Roberto se volvió a poner los cascos y, con una sonrisa, arrancó la motosierra. «Al final, estas conversaciones no estaban tan mal; tenían su función psicológica: le ayudaban a desconectar de la rutina de trabajo y desestresarse un poquito». Por su parte, el senderista seguía su camino, entre defraudado y enfadado. Tenía otra historia para contar a sus amigos de Internet y así poner a parir a esos aldeanos tan impertinentes. Porque no era la primera vez que le pasaba esto al visitante: ya había tenido algún que otro rifirrafe y siempre se iba con la sensación de que lo rural no era tal y como se lo habían pintado; de que no entendían nada de ecología, ni de desarrollo sostenible y esas cosas.

Estos dos seres, estas dos partículas con sus propias fuerzas internas, no eran más que un ejemplo de los choques que se generan entre el campo y la ciudad.

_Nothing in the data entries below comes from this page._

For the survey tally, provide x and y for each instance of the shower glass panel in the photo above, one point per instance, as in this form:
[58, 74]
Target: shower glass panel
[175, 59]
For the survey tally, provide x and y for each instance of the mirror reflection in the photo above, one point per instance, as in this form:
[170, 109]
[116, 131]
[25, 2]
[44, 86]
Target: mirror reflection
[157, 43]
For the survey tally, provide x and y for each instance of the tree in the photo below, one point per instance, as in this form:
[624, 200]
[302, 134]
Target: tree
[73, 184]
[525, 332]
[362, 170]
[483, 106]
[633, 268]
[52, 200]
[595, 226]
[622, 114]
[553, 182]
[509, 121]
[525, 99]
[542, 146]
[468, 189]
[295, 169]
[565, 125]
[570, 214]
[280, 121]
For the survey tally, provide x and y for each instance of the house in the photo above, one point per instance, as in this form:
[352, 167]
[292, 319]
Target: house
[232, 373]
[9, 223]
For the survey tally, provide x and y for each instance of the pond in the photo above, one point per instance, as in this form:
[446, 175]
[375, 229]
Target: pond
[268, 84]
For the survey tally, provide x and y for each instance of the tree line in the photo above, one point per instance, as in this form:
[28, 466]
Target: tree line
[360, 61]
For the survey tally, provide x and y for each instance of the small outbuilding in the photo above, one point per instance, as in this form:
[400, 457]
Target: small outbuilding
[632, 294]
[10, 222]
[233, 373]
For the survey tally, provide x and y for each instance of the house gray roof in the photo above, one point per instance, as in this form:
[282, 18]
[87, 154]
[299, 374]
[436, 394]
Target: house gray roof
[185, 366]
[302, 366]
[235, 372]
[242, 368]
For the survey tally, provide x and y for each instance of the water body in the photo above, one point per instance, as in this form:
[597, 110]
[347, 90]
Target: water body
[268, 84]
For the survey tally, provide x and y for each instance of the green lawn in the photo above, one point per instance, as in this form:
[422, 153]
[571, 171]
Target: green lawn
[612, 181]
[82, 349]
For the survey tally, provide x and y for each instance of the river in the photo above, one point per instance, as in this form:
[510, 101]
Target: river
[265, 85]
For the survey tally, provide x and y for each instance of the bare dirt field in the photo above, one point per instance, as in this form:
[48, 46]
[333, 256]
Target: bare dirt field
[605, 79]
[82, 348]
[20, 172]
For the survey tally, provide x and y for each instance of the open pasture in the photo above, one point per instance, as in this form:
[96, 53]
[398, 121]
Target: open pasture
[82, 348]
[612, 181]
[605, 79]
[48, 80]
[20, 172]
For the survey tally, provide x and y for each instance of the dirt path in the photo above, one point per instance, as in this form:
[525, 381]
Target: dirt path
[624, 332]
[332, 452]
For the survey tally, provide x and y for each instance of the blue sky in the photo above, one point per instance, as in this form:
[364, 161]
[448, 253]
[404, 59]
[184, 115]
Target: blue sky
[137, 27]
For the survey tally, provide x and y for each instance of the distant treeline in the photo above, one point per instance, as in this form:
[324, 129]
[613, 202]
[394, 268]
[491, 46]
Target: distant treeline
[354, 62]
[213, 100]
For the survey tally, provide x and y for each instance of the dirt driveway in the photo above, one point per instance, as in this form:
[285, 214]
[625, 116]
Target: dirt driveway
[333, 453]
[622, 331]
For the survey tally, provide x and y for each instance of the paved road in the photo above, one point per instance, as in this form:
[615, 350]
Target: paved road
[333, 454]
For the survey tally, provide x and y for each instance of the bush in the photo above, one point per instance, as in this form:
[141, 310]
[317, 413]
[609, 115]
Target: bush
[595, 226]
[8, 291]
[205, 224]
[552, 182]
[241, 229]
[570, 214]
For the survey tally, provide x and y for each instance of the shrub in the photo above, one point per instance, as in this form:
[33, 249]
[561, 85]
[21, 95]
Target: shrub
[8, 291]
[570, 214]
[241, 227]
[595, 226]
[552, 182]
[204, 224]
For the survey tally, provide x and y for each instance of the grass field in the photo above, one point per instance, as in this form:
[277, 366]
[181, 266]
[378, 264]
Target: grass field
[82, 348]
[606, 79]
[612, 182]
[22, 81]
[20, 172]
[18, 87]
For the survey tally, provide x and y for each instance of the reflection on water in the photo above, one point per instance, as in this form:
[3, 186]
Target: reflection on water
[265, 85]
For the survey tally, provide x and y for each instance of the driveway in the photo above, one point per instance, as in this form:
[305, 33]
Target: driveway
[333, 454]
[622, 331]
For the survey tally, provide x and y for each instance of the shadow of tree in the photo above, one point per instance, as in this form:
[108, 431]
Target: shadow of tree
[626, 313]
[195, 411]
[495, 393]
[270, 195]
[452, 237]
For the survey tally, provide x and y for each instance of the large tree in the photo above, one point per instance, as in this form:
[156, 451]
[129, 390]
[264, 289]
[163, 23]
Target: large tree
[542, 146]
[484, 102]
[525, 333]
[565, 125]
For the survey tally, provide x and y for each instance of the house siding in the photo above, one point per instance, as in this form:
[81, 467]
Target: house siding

Todo por culpa de una frontera artificial que los separa y mantiene enfrentados. Un río revuelto, en el que el pescador que se lleva las ganancias es el mismo sistema que los empuja a colisionar. Esa fuerza externa que desatiende lo rural, cada vez más abandonado, y que fuerza a sus vecinos a emigrar hacia unas junglas de hormigón masificadas, en las que se sobrevive respirando la negruzca atmósfera de un sistema de vida insalubre y asfixiante. La misma que condiciona nuestros hábitos y reduce el libre albedrío a su mínima expresión, y ante la cual la única respuesta posible es volver a interconectarnos y que ambos mundos confluyan.

Que sus diferencias, sus problemas compartidos, sean la mejor arma para encontrar un equilibrio que les permita coexistir sinérgicamente.


  1. Galleguismo. Estropear o deshacer.
  2. Galleguismo. Camino.
  3. Galleguismo. Entorno.
  4. Galleguismo. Palabra vulgar. Carajo.
  5. Galleguismo. Coto o parcela.
  6. Galleguismo. Castaño.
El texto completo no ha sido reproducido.